Ask HN: Will the homeless with drug addiction go cold turkey during covid19? - jelliclesfarm
the withdrawals must be horrific. why isnt there any news or plan&#x2F;protocol about this? in SF alone, we have hundreds on the streets.
======
DoreenMichele
First, I don't think most homeless are heavy users. It takes money to be a
heavy drug user. I've known heavy drug users who went through like $10k in
drugs in one year. That's more than some homeless people live on all year.

So I suspect the "hard core junkies trope" is somewhat overblown.

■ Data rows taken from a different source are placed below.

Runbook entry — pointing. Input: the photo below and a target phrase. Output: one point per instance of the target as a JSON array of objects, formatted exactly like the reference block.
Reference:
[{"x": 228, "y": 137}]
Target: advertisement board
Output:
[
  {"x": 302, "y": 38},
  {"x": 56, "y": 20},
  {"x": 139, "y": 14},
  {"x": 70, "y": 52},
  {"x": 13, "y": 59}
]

Second, they are having much more serious problems, like difficulty getting
food:

[https://streetlifesolutions.blogspot.com/2020/03/covid-19-an...](https://streetlifesolutions.blogspot.com/2020/03/covid-19-and-
impact-on-homeless.html)

It's quite ugly at the moment and I don't know what we can do about it.

------
jelliclesfarm
There are pictures of homeless people still on the streets of San Francisco
..and they are ‘exempt’ from social distancing as per London Breed, the mayor
of SF.

I don’t understand what that means? They are ‘on their own’ ..to do what? Die?

------
rapphil
I was discussing this with my wife today. But we are assuming that the supply
will stop, right? Will it really stop though?